The Power of Positivity in Our Writing
THE POWER OF POSITIVITY IN OUR WRITING
We’ve all likely heard the saying, “positivity breeds positivity.” And many of us have probably witnessed evidence of its truth in our own lives.
But positivity does much more than just spreading positive thoughts. In fact, a study done by Harvard Business Review found that people with positive outlooks are overall more successful (and happy) than their pessimistic counterparts.
But what does it mean to be positive? Is it all about having a good attitude and seeing the bright side of every situation?
According to the Harvard Business Review, being optimistic is not about wearing rose-colored glasses and ignoring reality when it’s not all sunshine and rainbows.

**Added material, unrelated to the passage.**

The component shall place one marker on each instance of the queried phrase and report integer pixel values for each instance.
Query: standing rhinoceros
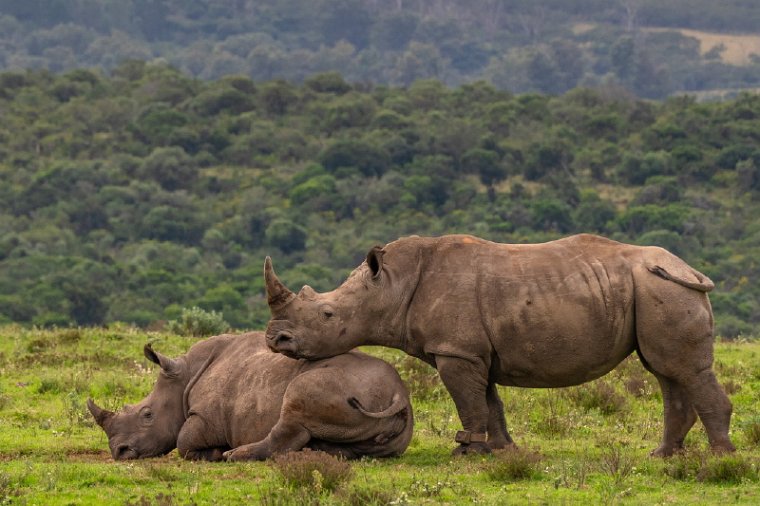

On the contrary, they define optimism as “the expectation of good things to happen, and the belief that behavior matters, especially in the face of challenges.”
In short, they believe that optimism is a combination of being a realist and seeing things for what they are, but maintaining the belief that things can always get better.
They also believe that optimism can be achieved through practicing gratitude, seeking progress (not perfection), and making the effort to connect with others on a deep and meaningful level.
So, how can we, as writers, practice more positivity in our daily lives?
In this great article from Boom Positive, they explain that one of the most powerful ways we can demonstrate positivity and optimism is through our language, both written and spoken. According to the author, “It is essential to learn how to replace negative statements and expressions with more positive ones and see how you will change your own worldview.”
This doesn’t mean that everything we write has to be filled with happy words like “laughter,” “joy,” or “love.” It just means that we should make a conscientious effort to choose words that have positive characteristics or portray positive emotions, such as happiness, dedication, motivation, and inspiration.
It also means we should replace negative words and phrases like “I can’t” with more positive things like “I won’t,” or “I have to” with “I want to.”
By making small changes in the way we write and speak, we can before more efficient and positive communicators. In addition, as Boom Positive explains, “Positive words will shape your mind, alleviate stress and improve your general well-being.”